Though their label began as a mix of Americana-inspired workwear and traditional English tailoring, David Neville and Marcus Wainwright have adopted a more-the-merrier approach to influences since. Their recent menswear collections have drawn from various and disparate traditions, sporting to Scottish, military to millennial. This season, they pushed further still. One the one hand, Wainwright explained at their new showroom this week, they were drawn to surfing. ("It's a culture that's very attractive," he explained, while admitting that neither he nor partner David Neville is much of a surfer.) On the other hand, they referenced cholo culture, which grew out of the Latino gang scene of Los Angeles and the southwest.
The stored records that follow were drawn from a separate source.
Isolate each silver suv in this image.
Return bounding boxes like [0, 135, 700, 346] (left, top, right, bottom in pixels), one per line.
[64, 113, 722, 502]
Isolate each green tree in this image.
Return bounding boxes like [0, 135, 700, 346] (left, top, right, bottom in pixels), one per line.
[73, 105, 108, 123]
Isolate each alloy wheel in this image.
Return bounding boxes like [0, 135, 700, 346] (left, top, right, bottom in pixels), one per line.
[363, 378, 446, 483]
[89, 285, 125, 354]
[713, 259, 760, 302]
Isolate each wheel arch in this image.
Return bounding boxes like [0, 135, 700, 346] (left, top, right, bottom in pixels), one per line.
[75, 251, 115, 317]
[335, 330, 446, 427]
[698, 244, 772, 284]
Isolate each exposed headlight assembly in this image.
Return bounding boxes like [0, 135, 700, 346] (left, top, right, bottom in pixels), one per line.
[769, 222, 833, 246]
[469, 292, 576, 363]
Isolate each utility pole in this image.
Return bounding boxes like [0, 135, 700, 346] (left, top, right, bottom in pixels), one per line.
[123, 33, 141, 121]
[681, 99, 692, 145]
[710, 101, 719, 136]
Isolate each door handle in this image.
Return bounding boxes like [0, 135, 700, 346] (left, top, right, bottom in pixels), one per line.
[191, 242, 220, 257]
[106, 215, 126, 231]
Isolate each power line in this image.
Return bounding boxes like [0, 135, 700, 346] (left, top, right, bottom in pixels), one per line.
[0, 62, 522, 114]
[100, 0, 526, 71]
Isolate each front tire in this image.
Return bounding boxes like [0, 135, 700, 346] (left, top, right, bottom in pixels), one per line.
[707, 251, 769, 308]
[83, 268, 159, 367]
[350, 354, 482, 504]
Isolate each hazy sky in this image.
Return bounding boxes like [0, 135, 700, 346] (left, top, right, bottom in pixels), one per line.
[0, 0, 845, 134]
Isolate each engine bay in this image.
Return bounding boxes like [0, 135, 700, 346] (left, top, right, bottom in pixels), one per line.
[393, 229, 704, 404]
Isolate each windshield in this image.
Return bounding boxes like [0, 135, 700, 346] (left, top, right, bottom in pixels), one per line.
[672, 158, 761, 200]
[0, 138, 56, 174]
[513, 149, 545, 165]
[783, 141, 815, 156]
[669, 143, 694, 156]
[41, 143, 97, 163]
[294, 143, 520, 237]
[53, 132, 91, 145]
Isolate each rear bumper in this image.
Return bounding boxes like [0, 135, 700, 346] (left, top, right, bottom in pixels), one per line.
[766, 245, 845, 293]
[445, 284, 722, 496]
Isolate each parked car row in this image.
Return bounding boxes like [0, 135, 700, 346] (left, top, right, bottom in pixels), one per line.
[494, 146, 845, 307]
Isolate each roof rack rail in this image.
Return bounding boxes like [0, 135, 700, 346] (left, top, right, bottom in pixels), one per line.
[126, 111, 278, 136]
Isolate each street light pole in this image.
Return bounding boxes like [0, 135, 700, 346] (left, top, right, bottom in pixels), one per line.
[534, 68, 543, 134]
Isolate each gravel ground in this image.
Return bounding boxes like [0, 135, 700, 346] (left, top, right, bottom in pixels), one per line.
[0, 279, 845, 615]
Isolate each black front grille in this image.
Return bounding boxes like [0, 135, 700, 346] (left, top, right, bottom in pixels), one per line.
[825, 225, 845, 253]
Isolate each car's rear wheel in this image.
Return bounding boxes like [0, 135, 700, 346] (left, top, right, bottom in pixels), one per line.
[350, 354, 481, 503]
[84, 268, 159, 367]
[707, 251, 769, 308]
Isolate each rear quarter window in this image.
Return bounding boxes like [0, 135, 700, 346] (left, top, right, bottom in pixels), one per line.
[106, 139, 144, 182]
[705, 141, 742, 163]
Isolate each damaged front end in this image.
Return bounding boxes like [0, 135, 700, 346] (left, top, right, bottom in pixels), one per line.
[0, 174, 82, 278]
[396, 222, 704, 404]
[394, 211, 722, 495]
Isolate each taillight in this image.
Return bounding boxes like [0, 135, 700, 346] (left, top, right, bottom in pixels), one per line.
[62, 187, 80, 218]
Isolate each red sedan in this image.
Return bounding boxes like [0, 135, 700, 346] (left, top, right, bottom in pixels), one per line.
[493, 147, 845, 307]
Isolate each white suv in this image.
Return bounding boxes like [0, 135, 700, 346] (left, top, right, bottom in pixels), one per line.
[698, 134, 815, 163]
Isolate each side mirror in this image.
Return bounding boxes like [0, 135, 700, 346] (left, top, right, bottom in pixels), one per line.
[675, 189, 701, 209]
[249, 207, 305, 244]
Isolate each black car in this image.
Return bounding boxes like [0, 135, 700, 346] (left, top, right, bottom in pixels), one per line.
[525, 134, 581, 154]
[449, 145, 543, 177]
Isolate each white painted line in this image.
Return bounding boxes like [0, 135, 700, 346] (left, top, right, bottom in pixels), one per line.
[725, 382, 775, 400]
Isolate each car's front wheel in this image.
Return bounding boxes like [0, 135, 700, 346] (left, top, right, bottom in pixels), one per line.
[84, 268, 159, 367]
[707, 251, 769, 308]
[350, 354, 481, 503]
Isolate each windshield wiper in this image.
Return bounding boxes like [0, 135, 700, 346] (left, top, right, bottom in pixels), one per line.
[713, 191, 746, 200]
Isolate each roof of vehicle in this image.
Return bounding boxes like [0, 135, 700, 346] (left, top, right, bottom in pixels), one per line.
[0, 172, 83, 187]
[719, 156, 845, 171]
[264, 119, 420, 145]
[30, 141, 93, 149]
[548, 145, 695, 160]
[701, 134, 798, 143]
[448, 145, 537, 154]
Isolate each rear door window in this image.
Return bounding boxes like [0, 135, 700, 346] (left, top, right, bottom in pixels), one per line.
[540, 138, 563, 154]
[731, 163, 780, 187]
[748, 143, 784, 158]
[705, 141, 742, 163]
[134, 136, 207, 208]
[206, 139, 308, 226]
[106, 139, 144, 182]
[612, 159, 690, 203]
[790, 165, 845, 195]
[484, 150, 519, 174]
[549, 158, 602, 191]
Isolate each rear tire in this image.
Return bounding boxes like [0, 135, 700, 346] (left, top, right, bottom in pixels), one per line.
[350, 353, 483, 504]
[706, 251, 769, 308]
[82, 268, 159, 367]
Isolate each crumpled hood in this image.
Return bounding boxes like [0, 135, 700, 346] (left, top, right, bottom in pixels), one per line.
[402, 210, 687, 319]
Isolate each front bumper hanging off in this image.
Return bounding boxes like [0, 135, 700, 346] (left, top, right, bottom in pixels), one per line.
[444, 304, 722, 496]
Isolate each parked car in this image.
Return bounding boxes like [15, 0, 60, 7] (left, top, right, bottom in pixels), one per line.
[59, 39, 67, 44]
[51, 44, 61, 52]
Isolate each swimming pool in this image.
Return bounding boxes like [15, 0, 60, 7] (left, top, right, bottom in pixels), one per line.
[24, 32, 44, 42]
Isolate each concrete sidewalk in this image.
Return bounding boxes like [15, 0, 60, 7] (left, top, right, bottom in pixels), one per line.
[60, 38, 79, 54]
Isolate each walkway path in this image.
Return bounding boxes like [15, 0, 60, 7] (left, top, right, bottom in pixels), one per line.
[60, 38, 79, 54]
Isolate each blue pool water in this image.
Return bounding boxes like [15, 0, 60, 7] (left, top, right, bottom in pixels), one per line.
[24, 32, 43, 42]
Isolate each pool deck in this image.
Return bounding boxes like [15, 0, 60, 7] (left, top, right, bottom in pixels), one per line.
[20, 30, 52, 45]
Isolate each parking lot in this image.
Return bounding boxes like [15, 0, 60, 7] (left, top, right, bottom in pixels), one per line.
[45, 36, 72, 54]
It was the cholos who gave Rag & Bone the giant, diagonally pleated cropped pants that made a curious new addition to their range. The real-life cholos bought their Dickies several sizes too big and folded or belted them into the shape; the label's are sewn in place, for the volume without the uncertainty. Wainwright and Neville aren't the first designers to borrow the style, though you imagine they likely are the first to reimagine the Hawaiian shirt (a surfer staple) in a low-riders, barbed wire, and apartment complexes print. How you feel about that will depend on how open you are to a luxury label lifting street culture emblems for fun and for profit. Likewise the thick-soled slip-ons. "It's that Boyz N the Hood look," Wainwright explained. "A cross between Stubbs & Wootton and cholos."

Scattered throughout, whether in surfing looks (with surfboard stripes, lifeguard yellow wax cloth shorts) or cholo styles (with shirts closed at the top and open below), were the kind of tailored pieces that continue to define the brand, whatever the flavor of the season might be. Wainwright spoke of an "element of England," grounding the more out-there looks. And that's just what they'll do. Everyone (or maybe everyone but a cholo) will warm to a hand-tailored morning coat made at Martin Greenfield's Brooklyn factory. Or the dandy-friendly jacquard suiting, a first for the brand. It came in both blazer and, intriguingly, windbreaker form. "You can imagine Jagger wearing it," Neville piped in. Sartorially speaking, a boy from a slightly nearer hood.